The America's Cup race committee support boat, Regardless, is the sister ship of our own Abel Tasman Voyager that operates our Vista Cruise service in Abel Tasman National Park.
Building the Abel Tasman Voyager in 2007 was the result of over 30 years’ research and development to solve a traditional problem using modern technology. The Abel Tasman coast has traditionally been a haven of mixed blessings for boats since the French explorer, Dumont D’Urville, first anchored in the lee of Adele Island in 1827, choosing the only safe anchorage he could find where his boat could float at low tide.
The topography at the top of the South Island means the coast is protected from most marine weather. However large, shallow tidal estuaries and resistant granite reefs together with the highest tidal range in the country (up to 5.1 metres) make for tricky beach landings. Before the coast was gazetted as a National Park in 1942, hardy seafarers and farmers timed their lives around the tides.
Today, visitors to the popular National Park are not prepared to wait for the tides. The problem of providing fast, safe comfortable transport with minimal impact on the delicate coastal environment, together with the economics of unstable fuel prices and high maintenance costs from the effects of abrasive sand on equipment have always been a problem for tourism operators in the Park.
After 4 years of planning, and searching the world for the right hull form to meet the expectations of the modern traveller at an affordable price, the Wilsons found what they were looking for right here in New Zealand when they took Regardless on a test run. Designed by Catamarans International, Auckland, the hull was developed specifically for America’s Cup challenger support vessels.
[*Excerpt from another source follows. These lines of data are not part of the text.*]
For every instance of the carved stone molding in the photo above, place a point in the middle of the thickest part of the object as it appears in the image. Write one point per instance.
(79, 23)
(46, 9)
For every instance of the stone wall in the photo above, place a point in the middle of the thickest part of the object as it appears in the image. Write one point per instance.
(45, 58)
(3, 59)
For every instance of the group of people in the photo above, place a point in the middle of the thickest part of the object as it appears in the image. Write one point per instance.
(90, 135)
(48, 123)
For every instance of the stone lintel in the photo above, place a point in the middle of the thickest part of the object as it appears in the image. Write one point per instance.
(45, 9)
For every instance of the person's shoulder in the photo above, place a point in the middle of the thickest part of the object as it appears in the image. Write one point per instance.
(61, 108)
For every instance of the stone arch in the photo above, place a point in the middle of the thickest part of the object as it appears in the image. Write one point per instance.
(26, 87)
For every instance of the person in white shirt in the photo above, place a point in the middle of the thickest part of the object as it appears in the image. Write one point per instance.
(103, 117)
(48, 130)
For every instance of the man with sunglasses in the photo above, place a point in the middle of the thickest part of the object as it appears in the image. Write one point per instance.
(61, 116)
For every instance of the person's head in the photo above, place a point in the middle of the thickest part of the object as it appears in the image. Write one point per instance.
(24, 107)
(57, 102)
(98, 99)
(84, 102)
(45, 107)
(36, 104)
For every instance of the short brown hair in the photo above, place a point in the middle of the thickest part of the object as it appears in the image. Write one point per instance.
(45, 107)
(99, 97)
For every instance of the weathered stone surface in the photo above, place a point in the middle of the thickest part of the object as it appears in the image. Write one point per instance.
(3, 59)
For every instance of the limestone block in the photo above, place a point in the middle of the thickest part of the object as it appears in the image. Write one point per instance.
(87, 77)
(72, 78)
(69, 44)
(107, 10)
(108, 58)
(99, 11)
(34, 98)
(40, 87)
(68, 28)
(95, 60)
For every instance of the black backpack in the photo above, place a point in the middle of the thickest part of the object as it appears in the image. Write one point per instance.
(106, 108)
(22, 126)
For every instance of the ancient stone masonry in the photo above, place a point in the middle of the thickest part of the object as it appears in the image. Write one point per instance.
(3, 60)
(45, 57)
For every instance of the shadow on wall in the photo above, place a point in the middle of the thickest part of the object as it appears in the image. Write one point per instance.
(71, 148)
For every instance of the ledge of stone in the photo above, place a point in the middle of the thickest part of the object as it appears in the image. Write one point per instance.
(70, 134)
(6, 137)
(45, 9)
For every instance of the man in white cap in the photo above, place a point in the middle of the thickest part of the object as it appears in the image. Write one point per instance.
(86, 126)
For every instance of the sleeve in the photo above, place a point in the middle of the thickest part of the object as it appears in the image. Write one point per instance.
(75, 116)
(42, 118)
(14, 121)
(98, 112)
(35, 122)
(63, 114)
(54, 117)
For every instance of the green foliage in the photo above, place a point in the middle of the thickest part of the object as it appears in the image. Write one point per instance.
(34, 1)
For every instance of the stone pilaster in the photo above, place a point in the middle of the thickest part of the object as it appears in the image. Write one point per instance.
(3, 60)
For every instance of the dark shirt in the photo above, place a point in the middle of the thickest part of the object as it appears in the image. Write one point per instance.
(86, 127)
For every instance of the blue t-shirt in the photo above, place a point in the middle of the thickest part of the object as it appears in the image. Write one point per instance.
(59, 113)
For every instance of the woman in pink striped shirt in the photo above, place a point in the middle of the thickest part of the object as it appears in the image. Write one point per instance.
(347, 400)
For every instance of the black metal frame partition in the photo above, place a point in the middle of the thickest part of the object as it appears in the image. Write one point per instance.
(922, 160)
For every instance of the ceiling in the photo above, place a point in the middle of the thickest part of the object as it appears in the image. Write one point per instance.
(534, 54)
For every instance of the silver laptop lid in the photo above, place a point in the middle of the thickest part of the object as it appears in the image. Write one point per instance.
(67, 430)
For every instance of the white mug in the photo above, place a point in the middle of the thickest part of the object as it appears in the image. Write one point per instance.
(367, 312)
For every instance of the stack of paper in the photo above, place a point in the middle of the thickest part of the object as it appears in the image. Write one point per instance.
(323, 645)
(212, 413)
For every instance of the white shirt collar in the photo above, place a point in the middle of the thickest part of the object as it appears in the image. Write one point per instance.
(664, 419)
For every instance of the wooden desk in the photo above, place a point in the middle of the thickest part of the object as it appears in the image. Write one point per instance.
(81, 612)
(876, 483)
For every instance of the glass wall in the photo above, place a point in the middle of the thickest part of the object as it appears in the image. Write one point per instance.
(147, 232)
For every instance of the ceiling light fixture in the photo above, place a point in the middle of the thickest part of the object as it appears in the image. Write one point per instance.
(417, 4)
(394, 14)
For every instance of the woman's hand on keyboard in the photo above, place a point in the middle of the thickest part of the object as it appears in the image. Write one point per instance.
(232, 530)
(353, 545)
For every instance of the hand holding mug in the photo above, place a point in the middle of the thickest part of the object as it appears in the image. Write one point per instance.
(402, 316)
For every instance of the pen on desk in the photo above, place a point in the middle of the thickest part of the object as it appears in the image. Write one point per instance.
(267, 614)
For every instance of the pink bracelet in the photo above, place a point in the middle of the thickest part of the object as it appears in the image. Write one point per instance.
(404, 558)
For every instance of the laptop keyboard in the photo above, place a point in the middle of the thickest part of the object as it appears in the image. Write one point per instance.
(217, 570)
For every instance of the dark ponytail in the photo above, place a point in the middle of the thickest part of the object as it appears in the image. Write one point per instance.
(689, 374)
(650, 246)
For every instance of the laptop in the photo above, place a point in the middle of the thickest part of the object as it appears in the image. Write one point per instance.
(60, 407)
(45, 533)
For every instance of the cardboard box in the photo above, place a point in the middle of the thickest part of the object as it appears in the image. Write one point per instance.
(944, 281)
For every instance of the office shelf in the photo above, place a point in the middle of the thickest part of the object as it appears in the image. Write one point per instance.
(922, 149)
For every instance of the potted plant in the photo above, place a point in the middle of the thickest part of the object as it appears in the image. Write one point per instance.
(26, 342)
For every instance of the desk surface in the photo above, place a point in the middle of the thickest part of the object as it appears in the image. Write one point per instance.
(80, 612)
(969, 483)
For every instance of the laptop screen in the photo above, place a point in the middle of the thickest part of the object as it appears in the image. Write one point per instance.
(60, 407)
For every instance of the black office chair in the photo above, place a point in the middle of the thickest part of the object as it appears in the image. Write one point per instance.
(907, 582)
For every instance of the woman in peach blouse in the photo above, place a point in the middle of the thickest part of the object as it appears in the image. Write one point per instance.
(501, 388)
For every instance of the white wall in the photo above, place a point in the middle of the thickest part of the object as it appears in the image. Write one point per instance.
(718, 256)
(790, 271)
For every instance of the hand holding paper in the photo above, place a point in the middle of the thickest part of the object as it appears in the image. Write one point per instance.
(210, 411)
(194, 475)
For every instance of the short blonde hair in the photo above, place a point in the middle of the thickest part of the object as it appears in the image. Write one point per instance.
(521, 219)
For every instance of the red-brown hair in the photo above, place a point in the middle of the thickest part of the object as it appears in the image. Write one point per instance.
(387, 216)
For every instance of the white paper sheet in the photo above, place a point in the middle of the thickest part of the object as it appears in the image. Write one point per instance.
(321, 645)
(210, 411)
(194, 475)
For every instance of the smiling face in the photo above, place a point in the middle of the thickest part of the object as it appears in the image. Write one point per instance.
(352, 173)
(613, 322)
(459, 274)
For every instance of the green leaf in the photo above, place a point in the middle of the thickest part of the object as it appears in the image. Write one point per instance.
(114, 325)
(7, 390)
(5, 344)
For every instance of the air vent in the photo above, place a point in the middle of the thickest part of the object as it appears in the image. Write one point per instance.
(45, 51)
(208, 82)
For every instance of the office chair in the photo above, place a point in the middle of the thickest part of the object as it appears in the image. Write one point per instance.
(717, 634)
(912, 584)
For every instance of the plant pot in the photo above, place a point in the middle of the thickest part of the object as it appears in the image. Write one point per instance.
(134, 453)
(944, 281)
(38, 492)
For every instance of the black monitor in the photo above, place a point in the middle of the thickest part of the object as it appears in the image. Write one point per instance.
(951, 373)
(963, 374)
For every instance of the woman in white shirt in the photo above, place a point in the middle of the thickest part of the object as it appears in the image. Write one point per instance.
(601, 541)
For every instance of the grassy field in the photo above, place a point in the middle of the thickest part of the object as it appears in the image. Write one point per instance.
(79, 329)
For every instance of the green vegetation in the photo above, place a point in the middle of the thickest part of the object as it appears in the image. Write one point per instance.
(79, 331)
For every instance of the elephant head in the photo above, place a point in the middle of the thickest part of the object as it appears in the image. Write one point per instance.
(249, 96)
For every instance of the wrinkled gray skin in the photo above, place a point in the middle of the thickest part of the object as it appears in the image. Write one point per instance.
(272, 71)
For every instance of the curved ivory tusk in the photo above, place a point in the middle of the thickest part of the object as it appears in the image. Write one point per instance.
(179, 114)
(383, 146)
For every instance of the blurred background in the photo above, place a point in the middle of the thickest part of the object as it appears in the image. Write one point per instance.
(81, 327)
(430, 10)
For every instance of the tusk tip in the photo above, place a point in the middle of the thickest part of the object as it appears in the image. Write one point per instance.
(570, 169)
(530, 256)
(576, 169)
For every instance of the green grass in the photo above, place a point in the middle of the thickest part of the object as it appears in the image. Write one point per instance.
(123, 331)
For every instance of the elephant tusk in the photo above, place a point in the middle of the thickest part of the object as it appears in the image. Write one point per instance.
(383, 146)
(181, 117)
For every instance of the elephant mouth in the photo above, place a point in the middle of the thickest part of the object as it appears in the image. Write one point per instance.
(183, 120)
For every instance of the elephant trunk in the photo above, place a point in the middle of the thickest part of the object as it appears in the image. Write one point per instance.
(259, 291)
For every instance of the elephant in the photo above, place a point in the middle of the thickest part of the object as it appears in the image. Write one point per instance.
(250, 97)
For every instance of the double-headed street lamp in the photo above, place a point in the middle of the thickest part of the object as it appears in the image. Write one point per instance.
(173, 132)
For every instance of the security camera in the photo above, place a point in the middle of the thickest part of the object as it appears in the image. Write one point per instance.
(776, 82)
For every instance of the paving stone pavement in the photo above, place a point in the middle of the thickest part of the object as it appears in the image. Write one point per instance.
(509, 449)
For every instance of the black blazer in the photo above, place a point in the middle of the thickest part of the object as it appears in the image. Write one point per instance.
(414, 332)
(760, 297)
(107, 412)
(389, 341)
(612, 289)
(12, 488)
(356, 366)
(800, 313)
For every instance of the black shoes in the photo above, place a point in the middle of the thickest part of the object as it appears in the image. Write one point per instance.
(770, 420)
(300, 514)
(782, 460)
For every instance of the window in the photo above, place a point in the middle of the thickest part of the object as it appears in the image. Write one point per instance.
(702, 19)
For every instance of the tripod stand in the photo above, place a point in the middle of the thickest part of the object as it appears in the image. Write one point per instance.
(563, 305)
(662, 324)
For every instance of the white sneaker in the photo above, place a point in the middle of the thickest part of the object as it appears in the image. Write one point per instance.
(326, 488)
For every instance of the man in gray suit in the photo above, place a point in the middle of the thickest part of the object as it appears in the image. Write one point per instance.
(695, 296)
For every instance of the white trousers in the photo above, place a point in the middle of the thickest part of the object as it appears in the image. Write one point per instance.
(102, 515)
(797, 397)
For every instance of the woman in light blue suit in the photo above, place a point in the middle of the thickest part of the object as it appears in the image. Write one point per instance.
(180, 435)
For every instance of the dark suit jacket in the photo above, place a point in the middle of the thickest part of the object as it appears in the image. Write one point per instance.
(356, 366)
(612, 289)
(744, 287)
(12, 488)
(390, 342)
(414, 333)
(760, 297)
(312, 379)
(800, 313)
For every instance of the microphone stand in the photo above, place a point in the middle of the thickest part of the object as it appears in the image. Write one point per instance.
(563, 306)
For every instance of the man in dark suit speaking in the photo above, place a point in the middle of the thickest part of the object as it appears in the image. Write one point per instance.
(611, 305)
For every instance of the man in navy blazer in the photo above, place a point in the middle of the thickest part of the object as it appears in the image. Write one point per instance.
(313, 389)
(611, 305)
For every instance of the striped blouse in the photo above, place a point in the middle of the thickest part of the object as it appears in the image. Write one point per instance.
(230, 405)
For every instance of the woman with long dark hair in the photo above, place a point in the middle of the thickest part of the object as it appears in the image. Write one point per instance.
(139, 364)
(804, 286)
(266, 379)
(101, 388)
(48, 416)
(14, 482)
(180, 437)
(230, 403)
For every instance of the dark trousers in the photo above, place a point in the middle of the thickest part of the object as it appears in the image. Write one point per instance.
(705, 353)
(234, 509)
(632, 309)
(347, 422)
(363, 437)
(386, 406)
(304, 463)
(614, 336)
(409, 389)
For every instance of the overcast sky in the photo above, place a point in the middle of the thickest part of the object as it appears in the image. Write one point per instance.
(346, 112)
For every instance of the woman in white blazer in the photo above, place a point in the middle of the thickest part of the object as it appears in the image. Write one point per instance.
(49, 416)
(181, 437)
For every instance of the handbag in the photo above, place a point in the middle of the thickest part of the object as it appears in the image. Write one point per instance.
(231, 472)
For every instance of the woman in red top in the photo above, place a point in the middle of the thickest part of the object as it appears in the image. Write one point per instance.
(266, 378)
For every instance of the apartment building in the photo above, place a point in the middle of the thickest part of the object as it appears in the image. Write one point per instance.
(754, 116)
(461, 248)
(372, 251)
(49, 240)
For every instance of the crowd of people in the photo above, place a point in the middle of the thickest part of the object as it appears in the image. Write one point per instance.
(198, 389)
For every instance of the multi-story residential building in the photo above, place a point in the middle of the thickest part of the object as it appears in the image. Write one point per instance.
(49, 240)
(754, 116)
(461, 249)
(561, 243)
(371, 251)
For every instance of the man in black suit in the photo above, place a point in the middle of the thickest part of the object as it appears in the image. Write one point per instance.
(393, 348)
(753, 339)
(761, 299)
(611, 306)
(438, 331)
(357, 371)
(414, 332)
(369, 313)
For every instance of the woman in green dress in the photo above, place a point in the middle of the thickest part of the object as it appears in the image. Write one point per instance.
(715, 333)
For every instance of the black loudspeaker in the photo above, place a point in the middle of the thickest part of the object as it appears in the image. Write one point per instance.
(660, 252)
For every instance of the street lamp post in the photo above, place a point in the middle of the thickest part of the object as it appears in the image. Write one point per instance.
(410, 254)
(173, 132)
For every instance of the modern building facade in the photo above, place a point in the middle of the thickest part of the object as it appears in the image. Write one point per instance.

The latest research and technologies went into creating a hull with exceptional stability and fuel efficiency. The shallow draft, essential for navigating the shallow estuaries of the Abel Tasman coast, was a co-incidental bonus resulting from the requirements for economy and comfortable sailing in a range of weather conditions. The Kevlar/fibreglass/foam composite hull requires less maintenance and its low weight requires less fuel at speed. Passengers notice the quiet, comfortable ride provided by the noise absorption strength and stability of the composite hull.
As the mould was already built, Catamarans International were able to produce a hull in less than 3 months. Upper decks and fitout were completed by Salthouse Boat Builders and the Abel Tasman Voyager was launched from Greenhithe on 4 December 2008 to be sailed to Nelson.
Marine & General Engineering in Nelson fitted the innovative front loading ramp system based on Wilson’s previous designs for their vessels. The design allows for safe, convenient transfers from tidal beaches, eliminating the need for tender transfers.
The Voyager is powered by two Environmental Protection Agency Tier 2 classified, 405 hp Cummins diesel engines, giving the Voyager a maximum speed of 20 knots. The latest inverter/battery technology removes the need for a separate generator.
At 20 metres long with two viewing decks, including cafe/bar and toilets on the lower, covered deck, the Abel Tasman Voyager can carry 140 passengers. Its speed and design allows improved itineraries with more time ashore for walking and kayaking options. The new schedules are designed to minimize impacts on Marahau and Torrent Bay communities, and work towards achieving the aims of the Foreshore Management Plan for Abel Tasman National Park.
The success of the Abel Tasman Voyager continues the Wilson family’s reputation for revolutionising transport in the Park. In 1977, they were pioneer tourism operators in the region when company co-founder, John Wilson, rowed passengers ashore from the Matangi, a launch he had built himself from native timbers. As the company has developed from operating a single launch passenger service into a multi-award winning business with guided sea kayaking, walks and Beachfront Lodges, the Abel Tasman Voyager continues the family’s commitment to sustainable tourism in Abel Tasman National Park.